17 February 2010

my korean grandmother?

when carl makes a good pasta sauce, or homemade gnocci, he jokes "ahh, just like my italian grandmother used to make." he makes the same joke for any other dishes we prepare, which originate from far away lands. lately, we have been honoring my "korean grandmother." this winter, i find myself dead-set on perfecting a couple of korean dishes that i am particularly fond of. i am not necessarily interested in preparing them in the most authentic manner, as i am attempting to replicate something i have tasted before.

*

when i co-taught a food preservation class with stephanie last fall, we did a hands-on demonstation of lacto-fementation. you don't use milk (as i initially wondered), the lacto refers to the lactic acid that is released from vegetables when you agitate them with coarse salt and allow them to ferment at room temperature for a couple of days. those acids serve to preserve the food, and saturate it in irresistible, complex flavors. this process is used in the making of kimchi, a korean sort of sour kraut, which is usually extremely spicy-hot. my friend erica shared some from a (not spicy) batch she had made, and i almost devoured the entire quart jar on the spot. there was something nearly addictive about the taste. it was crunchy, slightly sour, and utterly compelling. my taste buds just couldn't get enough. since then, i have been trying to duplicate it. my first batch wasn't even close. i used something like nappa cabbage, only leafier, and it lacked the crispness i was hoping for. when i tried again, i used a green cabbage head, and this recipe, with a great deal of modification. for instance, i didn't hug my cabbage, but i did infuse it with good vibes--and, apparently too much red chili for my taste. it actually turned out really well, but as it aged, the heat increased, to the point where a table spoon at a time was all i could handle. but, i am encouraged that i came close, and i will keep trying. that recipe calls for fruit, which seems odd to me. i skipped all the fruit, except the lemon, and next time, i won't include it either.
*also pictured here are tsukemono, from my "japanese grandmother." but that is for another post.
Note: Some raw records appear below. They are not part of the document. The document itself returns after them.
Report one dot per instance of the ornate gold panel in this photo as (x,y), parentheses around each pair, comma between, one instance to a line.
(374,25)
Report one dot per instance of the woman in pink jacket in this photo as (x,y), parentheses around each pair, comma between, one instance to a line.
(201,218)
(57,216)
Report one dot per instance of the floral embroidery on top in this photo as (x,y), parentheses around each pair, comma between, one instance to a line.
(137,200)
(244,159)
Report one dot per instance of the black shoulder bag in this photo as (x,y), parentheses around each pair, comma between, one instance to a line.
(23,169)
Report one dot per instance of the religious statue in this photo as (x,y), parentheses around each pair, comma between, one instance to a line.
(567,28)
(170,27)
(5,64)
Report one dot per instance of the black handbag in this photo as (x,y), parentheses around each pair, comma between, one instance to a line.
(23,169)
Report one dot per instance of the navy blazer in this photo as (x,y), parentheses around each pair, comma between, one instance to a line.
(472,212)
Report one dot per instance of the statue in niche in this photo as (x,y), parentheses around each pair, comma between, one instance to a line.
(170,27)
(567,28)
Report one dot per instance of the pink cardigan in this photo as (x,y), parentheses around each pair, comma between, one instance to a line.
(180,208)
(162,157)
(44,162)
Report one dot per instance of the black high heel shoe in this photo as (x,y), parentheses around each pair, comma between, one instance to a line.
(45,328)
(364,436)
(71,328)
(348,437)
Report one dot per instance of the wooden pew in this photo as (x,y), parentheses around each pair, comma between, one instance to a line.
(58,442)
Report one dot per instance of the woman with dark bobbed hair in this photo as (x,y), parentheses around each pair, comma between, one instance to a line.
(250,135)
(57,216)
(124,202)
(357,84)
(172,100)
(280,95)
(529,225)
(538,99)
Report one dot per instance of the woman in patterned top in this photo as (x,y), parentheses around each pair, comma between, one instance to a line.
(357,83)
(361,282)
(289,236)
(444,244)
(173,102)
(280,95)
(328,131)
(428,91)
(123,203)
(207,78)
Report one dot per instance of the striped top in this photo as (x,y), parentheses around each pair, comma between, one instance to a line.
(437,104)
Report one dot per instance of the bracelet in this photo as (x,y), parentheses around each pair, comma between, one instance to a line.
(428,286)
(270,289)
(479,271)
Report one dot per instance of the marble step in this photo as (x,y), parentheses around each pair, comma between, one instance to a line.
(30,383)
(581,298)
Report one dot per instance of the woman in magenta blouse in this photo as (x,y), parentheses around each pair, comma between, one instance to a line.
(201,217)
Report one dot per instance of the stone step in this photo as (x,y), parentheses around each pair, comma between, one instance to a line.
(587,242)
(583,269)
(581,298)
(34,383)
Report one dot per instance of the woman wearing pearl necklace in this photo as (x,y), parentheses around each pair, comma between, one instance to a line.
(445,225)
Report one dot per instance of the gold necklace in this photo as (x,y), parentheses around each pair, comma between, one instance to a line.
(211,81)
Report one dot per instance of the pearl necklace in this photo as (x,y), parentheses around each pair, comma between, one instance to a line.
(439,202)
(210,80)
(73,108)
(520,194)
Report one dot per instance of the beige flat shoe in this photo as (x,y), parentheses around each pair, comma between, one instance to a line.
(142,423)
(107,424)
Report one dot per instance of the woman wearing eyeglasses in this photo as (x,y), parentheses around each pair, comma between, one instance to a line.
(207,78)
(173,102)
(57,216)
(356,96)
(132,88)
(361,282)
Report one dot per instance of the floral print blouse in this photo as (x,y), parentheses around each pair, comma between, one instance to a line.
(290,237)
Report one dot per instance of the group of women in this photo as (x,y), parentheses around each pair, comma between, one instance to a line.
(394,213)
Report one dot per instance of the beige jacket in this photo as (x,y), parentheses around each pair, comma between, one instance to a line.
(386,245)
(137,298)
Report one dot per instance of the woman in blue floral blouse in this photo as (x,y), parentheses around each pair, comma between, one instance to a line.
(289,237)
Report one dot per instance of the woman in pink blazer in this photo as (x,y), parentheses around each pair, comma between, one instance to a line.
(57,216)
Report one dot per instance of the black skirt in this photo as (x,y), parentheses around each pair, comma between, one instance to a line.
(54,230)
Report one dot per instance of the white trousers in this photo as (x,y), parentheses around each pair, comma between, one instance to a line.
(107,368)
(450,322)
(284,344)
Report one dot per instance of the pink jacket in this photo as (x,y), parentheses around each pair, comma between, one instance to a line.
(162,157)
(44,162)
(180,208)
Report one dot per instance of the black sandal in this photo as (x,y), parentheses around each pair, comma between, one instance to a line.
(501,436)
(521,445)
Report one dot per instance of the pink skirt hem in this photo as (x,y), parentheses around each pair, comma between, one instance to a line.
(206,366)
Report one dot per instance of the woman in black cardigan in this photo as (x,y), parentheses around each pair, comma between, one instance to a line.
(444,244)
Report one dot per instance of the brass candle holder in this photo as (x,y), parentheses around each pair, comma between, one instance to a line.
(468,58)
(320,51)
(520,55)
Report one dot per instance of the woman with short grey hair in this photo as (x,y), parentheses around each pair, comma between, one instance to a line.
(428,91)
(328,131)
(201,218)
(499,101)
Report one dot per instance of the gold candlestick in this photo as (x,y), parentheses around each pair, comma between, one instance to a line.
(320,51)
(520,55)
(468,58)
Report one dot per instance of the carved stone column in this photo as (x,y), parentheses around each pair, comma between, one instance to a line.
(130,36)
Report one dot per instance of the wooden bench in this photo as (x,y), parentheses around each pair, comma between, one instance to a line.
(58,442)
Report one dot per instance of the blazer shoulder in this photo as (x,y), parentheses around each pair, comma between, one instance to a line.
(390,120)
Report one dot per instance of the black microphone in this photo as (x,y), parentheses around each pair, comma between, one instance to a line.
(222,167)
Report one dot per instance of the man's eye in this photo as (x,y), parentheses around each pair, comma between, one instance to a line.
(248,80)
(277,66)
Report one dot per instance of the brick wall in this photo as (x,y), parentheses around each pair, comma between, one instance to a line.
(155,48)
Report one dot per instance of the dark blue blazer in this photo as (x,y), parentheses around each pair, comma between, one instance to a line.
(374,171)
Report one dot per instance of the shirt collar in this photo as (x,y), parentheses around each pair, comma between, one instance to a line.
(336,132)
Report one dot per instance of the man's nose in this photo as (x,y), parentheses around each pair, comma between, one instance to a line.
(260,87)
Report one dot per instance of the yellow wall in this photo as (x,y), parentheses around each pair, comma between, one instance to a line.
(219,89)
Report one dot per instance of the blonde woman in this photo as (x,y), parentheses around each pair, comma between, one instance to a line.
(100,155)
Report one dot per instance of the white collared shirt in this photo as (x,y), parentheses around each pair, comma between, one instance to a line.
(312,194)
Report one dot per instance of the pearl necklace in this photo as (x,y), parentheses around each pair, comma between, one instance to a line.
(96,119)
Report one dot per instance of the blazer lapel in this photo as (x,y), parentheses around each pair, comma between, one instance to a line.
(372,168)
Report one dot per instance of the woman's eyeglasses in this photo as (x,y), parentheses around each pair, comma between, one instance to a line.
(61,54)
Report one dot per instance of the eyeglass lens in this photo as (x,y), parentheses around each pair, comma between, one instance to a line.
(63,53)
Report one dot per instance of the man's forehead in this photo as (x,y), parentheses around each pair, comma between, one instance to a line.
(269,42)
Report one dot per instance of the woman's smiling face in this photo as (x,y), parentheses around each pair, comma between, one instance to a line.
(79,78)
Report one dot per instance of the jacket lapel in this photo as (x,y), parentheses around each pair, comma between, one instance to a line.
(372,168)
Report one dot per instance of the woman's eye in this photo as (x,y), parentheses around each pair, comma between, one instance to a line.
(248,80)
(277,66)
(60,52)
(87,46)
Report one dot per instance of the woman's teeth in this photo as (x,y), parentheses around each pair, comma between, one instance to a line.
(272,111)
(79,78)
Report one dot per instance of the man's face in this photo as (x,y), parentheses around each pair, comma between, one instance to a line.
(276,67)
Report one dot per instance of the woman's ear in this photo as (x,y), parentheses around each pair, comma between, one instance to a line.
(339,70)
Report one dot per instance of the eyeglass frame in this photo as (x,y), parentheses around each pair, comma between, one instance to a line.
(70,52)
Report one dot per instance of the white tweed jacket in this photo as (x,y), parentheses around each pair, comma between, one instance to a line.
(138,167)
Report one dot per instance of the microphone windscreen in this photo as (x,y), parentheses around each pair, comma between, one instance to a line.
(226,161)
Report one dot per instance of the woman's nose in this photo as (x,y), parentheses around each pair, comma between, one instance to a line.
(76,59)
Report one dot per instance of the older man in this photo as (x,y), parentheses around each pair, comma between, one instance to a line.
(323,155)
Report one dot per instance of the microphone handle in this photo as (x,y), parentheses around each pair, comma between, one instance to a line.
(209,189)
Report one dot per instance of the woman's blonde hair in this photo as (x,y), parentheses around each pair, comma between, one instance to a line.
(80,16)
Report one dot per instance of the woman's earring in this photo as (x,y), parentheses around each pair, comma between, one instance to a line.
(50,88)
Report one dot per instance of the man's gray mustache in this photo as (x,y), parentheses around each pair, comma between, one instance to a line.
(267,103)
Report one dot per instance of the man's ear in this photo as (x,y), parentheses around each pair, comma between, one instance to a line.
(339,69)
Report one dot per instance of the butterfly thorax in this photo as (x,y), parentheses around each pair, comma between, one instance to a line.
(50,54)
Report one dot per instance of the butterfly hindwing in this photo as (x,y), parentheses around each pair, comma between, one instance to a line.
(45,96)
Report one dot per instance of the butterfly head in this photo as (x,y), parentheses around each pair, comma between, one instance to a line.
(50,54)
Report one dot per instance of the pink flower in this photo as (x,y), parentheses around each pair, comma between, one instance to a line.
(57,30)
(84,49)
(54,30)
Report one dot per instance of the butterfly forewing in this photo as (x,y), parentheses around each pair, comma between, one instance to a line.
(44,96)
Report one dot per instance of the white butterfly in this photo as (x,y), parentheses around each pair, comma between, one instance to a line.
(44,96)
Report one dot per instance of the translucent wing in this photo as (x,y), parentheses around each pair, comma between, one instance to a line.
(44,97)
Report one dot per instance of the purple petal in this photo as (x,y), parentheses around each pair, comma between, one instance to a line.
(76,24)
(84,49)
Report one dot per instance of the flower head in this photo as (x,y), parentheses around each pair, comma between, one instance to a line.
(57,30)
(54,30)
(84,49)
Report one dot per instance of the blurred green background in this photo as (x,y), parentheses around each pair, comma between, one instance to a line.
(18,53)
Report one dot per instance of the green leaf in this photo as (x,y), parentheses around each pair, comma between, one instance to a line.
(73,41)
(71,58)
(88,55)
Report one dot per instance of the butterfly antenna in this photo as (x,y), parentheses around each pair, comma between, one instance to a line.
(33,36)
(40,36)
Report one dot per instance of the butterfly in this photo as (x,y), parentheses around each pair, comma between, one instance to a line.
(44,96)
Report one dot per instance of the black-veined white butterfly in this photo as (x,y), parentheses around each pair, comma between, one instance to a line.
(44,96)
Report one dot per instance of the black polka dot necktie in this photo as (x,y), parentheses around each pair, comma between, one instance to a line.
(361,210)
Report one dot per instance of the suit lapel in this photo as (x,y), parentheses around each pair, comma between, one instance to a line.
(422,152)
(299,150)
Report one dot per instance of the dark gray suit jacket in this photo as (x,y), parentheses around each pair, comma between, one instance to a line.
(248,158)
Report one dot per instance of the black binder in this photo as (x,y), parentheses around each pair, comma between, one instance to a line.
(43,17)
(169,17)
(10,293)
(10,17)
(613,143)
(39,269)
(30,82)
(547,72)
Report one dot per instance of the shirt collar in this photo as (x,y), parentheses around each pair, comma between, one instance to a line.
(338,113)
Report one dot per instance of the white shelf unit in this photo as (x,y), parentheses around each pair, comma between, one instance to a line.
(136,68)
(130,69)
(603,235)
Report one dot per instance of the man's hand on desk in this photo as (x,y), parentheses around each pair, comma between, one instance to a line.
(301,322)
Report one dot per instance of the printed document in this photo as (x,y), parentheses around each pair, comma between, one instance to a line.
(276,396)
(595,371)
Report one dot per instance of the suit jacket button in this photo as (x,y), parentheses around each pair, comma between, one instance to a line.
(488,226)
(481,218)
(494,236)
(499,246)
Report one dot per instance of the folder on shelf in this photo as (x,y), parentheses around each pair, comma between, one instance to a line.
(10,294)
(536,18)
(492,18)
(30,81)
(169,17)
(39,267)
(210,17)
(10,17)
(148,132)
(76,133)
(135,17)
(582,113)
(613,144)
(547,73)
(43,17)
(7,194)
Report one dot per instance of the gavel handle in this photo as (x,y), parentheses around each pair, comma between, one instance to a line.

I've also been making korean-style vegetable pancakes (pa jun). i first tasted these at a lovely little korean bar-b-que in, of all places, the town i grew up in, in southern missouri. as a vegetarian, the pancakes were pretty much my only option at that place, but they were terribly delicious. it has been twenty years, and i have never forgotten them. i only started making them at home this fall, after tasting some less-than-satisfying ones at a korean church fundraiser, here in town. i looked up recipes on the web, found this informative, and slightly amusing video, then started experimenting on my own. i find that making a bunch of small ones, is easier for me than a single, pan-sized one, and also offers more surface area for the crispy edges, which is the whole point, as far as i'm concerned. they are very easy to make, which surprised me, because i have a habit of really messing up breakfast pancakes. what's different about these is that you're not going for fluffy and light. it's flat and crispy you're after. so, you can flatten them out with the spatula, as they are browning in the skillet. we keep fizzy water by the case in our house, so when i found a recipe that included seltzer, i knew it was the one for me. you can use whatever vegetable combination appeals to you, as long as it includes tons of scallions. below is what i prefer. serve with a simple soy sauce, rice vinegar and sesame oil mixture, for dipping, and of course, kimchi on the side.
mmmm. just like my korean grandmother, in springfield, missouri!

pa jun (korean pancake)

1 cup all purpose flour
1 1/4 cup seltzer water (plain water is fine too)
1 egg, beaten
1/2 teaspoon salt
dash of white pepper

two bunches of scallions, sliced in half lengthwise, then chopped diagonally, about 2 inches long
1 carrot, julienne cut
a few mushrooms, thinly sliced
1/2 hot green chili
olive oil

first, prepare all the vegetables. then mix the batter. add the vegetables and stir, just enough to coat them in the batter. heat some oil (a tablespoon or so) in a heavy skillet. once the oil is hot, drop about a half cup of batter in, and spread the vegetables out. repeat, for as many as will fit in your skillet. cook over medium high heat, until the bottom browns nicely, then flip, to brown the other side. at this point, you can press down on the pancake, with at spatula, to flatten, and spread any uncooked batter out into the pan. add more oil if needed. when both sides are crispy, remove from heat. these are best when eaten just off the stove. you can keep them warming on a baking pan in the oven while you cook the rest, but they tend to lose their crunch.


2 comments:

6512 and growing said...

Lacto-fermentation is very sexy. Glad to read about it here!

TeresaR said...

Thank you!!! I'm showing dh this. I hope we can duplicate your success. We won't be trying until we grow our next crop of nappa cabbage though.